We at Tom’s Hardware are typically of the sort who aren’t impressed by whiz-bang onstage demos (what a bunch of curmudgeons), but I have to admit, the Story Remix demo was really something. Like iMovie did years ago, Story Remix looks on its face like a video creation tool that’s simultaneously easy to use and quite powerful, with easy editing, titles, and even animations. My first thought was that my YouTube-obsessed 7-year-old would love using this tool to learn how to edit her own videos (and that’s a compliment). If you’re part of the Insider Ring of Windows updates, you can get a sneak peek at Story Remix already.
Lost, to an extent, behind the buzz over the mixed reality announcements was the news that x86 applications will run on ARM chips at “near native” performance. (If you just had a Windows RT-induced flash of panic or rage, it’s okay, we feel you. Just take a deep breath. Theeeeere you go. Alright then, let’s proceed.) We’ve been expecting this development since it was teased late last year, but we learned more during one of the Build sessions (which you can watch yourself–scroll to bottom of this article).
Speaking of those mixed reality announcements, here they are in a nutshell: 1) Mixed reality dev kit are officially coming from Acer and HP, and we have recommended PC specs for developers working with the headsets. 2) Microsoft designed motion controllers for its mixed reality platform, so users won’t be limited to using an Xbox controller for input and navigation, and 3) those controllers will ship with the consumer version of Acer’s mixed reality HMD (which will cost $400), even though theheadset is capable of only VR, not MR.
We don’t want to overstate the importance of the Acer bundle announcement, but it is a rather big deal for the mixed reality team at Microsoft, as well as for Acer. Microsoft considers headsets like this one and the HoloLens to be devices on the same spectrum.
HoloLens, for as amazing a piece of hardware as it is, is not a consumer product, and it probably won’t be for a few more iterations. And unless you’re in the biz like we are, or know someone with a company that happens to use or develops for the HoloLens, you’ve probably never even tried a demo. You may never try one.
In that way, the HoloLens doesn’t feel like a Real Thing, and it makes Microsoft’s Windows Mixed Reality platform seem cloudy and ambiguous and ill-defined. But this Acer device is real, it’s coming to consumers this year, you’ll likely know someone who will have one, and it’s priced right. Even though it’s not a mixed reality device, it’s still a VR device that severely undercuts the Vive and Rift, and that’s a huge deal for the nascent XR market.
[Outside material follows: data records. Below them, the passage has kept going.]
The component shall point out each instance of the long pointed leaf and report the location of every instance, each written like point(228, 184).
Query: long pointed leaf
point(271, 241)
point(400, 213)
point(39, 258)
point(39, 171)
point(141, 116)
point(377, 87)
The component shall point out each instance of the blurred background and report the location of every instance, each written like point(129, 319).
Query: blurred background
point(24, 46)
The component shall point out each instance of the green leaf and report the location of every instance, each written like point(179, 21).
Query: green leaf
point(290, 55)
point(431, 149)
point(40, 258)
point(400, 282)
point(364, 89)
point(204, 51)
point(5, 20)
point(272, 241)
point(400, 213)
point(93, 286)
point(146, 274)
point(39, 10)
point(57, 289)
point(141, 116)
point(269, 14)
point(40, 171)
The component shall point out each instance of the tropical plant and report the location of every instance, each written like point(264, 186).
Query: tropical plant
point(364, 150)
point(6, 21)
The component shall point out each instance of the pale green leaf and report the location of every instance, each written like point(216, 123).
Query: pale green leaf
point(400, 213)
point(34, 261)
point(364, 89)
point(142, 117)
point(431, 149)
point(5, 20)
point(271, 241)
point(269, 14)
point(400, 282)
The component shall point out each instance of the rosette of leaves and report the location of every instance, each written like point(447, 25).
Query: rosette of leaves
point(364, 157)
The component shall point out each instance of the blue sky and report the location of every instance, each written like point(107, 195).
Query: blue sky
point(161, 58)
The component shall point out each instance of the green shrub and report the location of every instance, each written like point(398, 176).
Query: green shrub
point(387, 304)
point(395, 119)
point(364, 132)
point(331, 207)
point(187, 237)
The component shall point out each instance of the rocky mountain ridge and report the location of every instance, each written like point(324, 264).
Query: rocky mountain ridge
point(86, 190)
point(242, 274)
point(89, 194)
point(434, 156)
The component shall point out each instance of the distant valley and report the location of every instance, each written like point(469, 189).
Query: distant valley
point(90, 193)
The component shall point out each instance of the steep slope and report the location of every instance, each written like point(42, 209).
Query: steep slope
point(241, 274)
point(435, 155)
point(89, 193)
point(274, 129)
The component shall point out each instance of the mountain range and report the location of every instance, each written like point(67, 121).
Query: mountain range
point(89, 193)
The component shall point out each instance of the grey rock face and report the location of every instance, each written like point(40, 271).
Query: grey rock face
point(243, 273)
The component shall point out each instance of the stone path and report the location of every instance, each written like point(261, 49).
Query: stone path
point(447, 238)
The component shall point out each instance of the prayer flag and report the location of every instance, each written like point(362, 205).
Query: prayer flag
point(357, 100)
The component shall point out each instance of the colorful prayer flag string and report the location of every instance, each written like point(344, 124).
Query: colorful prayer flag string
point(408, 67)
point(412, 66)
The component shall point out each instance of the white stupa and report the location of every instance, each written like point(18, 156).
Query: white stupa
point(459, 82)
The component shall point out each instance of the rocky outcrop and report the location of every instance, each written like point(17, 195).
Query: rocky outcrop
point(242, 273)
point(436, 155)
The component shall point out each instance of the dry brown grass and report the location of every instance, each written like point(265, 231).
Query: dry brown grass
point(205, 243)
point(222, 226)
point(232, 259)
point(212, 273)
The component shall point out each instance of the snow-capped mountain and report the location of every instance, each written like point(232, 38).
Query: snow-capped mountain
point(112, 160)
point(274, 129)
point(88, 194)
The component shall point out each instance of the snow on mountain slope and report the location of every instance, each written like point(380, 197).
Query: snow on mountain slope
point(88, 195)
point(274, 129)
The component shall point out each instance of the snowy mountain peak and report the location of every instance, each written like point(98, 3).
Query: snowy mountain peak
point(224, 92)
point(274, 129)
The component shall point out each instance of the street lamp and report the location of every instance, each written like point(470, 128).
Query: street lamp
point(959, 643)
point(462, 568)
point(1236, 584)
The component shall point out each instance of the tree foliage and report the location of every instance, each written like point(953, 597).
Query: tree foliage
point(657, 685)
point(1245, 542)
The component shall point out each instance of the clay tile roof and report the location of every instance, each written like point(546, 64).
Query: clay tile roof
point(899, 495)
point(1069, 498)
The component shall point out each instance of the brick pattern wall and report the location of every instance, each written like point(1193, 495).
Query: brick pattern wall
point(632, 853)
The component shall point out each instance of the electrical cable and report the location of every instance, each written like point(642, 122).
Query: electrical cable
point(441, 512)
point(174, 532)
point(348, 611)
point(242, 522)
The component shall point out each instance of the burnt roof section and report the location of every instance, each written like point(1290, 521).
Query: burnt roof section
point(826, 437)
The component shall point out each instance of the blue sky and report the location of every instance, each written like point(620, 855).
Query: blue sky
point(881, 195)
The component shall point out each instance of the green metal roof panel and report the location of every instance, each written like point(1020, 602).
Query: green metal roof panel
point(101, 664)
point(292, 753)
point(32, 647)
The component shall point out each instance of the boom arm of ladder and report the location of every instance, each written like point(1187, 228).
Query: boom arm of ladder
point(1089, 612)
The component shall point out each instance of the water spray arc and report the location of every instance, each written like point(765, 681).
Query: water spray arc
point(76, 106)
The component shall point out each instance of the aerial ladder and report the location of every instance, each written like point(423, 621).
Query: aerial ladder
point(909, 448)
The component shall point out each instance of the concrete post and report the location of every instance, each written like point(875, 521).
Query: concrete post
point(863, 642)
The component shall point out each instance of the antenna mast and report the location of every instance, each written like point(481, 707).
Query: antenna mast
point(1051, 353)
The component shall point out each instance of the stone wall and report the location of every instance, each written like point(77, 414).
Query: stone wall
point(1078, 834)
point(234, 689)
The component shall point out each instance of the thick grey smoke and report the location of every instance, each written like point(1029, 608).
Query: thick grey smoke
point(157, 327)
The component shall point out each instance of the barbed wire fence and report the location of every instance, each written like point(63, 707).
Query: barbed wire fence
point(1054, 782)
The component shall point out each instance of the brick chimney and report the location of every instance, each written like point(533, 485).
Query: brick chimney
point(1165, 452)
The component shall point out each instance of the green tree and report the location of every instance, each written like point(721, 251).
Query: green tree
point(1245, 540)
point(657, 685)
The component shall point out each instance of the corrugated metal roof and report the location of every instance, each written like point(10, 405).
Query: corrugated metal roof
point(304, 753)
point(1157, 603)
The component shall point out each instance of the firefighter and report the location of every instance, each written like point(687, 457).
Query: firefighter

At Build, we also spent some hands-on time with 3Glasses’ dev kit setup for Windows Mixed Reality (again, VR-only). Look for more Build follow-up coverage this week.
Calling Security
We’d be remiss if we didn’t round up some serious security news that’s landed late this week and has persisted into the weekend. Thanks to some bad actors armed with ransomware, there was a scary, global-scale ransomware attack. You can pin the problems on legacy applications and theinability or unwillingness of people to patch or update them, and those problems don’t really have an easy, universal solution. To throw the world a bone and throw a wrench into the plans of “WannaCry,” Microsoft made the rare decision to push a critical security patch to its otherwise unsupported older operating systems.